Towards Policy-Aware World Models

Unstable Policy

Stable Policy

Goal Image

Abstract

World models have received significant attention from the robotics and computer vision community, both of whom have started scaling to networks comprising billions of parameters in the hope of unlocking new robot skills. In this paradigm, models are pre-trained on internet-scale data and then fine-tuned on robot data to learn policies. However, it is still unclear what makes a good world model for downstream policy learning, resulting in slow, costly iterations of model training and policy evaluation.

In this work, we demonstrate that the expected signal-to-noise ratio (ESNR) of policy gradients provides a reliable training-time metric for downstream policy performance. This provides a handle on the world model's policy awareness, which denotes how well a policy can learn from a model.

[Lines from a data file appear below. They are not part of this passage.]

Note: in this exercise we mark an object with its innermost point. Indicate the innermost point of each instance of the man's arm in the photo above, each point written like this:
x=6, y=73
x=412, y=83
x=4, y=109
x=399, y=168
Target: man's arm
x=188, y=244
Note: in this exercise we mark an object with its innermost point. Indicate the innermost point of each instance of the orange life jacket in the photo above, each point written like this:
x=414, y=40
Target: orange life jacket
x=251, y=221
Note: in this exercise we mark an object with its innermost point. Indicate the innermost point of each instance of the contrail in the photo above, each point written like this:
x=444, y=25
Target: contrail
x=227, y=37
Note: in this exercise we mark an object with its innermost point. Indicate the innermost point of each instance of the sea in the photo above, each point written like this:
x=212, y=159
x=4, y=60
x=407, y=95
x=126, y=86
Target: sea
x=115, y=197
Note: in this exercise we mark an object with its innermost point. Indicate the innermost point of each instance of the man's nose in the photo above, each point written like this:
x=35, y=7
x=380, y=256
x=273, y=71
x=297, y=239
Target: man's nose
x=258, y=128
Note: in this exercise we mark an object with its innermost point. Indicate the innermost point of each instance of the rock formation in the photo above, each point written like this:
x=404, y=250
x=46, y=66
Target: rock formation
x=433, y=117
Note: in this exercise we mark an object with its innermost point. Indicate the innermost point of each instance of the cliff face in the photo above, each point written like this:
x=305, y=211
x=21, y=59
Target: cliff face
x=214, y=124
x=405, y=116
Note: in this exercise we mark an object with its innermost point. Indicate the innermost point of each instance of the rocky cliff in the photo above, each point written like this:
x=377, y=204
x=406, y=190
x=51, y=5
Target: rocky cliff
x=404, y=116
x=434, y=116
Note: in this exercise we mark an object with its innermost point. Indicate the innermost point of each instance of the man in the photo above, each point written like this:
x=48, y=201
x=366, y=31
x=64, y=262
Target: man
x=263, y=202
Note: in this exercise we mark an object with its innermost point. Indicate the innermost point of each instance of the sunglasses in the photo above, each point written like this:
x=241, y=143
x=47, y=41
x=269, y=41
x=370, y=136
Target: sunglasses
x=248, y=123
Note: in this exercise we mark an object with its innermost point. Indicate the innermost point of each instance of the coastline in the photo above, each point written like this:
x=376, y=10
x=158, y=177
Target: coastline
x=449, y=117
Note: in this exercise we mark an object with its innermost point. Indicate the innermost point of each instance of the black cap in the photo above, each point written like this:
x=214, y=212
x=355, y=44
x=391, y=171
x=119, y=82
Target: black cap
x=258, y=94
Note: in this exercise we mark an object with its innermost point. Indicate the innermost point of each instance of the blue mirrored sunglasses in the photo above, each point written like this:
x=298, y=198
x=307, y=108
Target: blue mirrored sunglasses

We show that ESNR can be used to understand (1) when world models are sufficiently pre-trained, (2) how architecture changes affect downstream performance and (3) what is the best policy learning method for a given world model. Crucially, ESNR can be computed on-the-fly with minimal overhead and without a trained policy. We validate our metric on traditional architectures and tasks as well as large pretrained world models, demonstrating the practical utility of ESNR for practitioners who wish to train or finetune such models for robot applications.

Expected Signal-to-Noise Ratio (ESNR) as a Policy Performance Metric

ESNR measures how clean and learnable the policy-gradient signal is by comparing signal to variance under action sampling. On a simple discontinuous task, higher-ESNR estimators (CEM > FoG > ZoG) climb faster—so we can gauge “policy awareness” during pretraining without training a policy or running rollouts.

Selecting the policy-extraction method

ESNR tracks returns across ZoG/FoG/CEM; CEM scores highest ESNR and best returns, letting us pick the extractor without costly training.

Ranking architectures

ESNR mirrors performance gaps (regularized TD-MPC2 > TD-MPC2 basic > DreamerV3), surfacing architectural bottlenecks before any policy training.

Training readiness

ESNR over checkpoints gives a stop/continue signal. Once ESNR stabilizes, policy extraction succeeds reliably.

Large models & wall-time

For ResNet/R3M/DINO-WM/V-JEPA2, ESNR predicts planning performance while taking seconds, versus hours for full policy evaluation—dramatically tightening the iteration loop.

Method	ESNR time (hrs)	Eval time (hrs)
ResNet	0.003	0.70
R3M	0.003	2.21
DinoWM	0.027	0.72
V-JEPA2	0.358	4.58